It’s April and we all long for a fresh start, an end to winter and the start of a season where it feels good to get outside our walls. And we all, no matter how many springs we have actually experienced, imagine spring as a sudden burst of sunshine and warmth and tulips.
That’s not how it happens. We will get our fresh start but it will feel less like stepping out of warm shower and more like picking our way through the mud. We can’t avoid the weather, but we can avoid the muckiness of other kinds of fresh starts. We know from experience that a fresh start moves forward in fits and starts, with lots that is unfamiliar and some that is unwelcome. Starting is hard.
Sustained positive change requires that we get started. And it’s easy to start for the length of a TikTok video. It’s much harder to maintain the start through the weeks when you have to adapt to a new environment or build a new habit. It will probably seem that everything–and everyone–is out to derail you.
In a way, that will be true. Your own senses will scan the environment for what is familiar and prompt you to go back to old signals and responses. The people in your life will act as if nothing has changed, and feed you suggestions that won’t fit with your new start. Your auto-pilot will feel glitchy until it resets.

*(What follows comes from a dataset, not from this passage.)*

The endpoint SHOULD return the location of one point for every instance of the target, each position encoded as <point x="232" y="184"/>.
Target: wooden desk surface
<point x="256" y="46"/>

This is why it helps to have a guide through change and a group that alternately nudges and cheers as you make your uneven way forward into a new position or skill set or relationship. We love NLP certification training because it takes long enough to support people through a fresh start. . . and it makes it much easier to enjoy the bumps and curves along the way.
Muck and bumps and curves are not bad in themselves: they are exactly how we make great play spaces for kids. We can learn to welcome them if we are with people who can see them for what they are: the building blocks of a fresh start.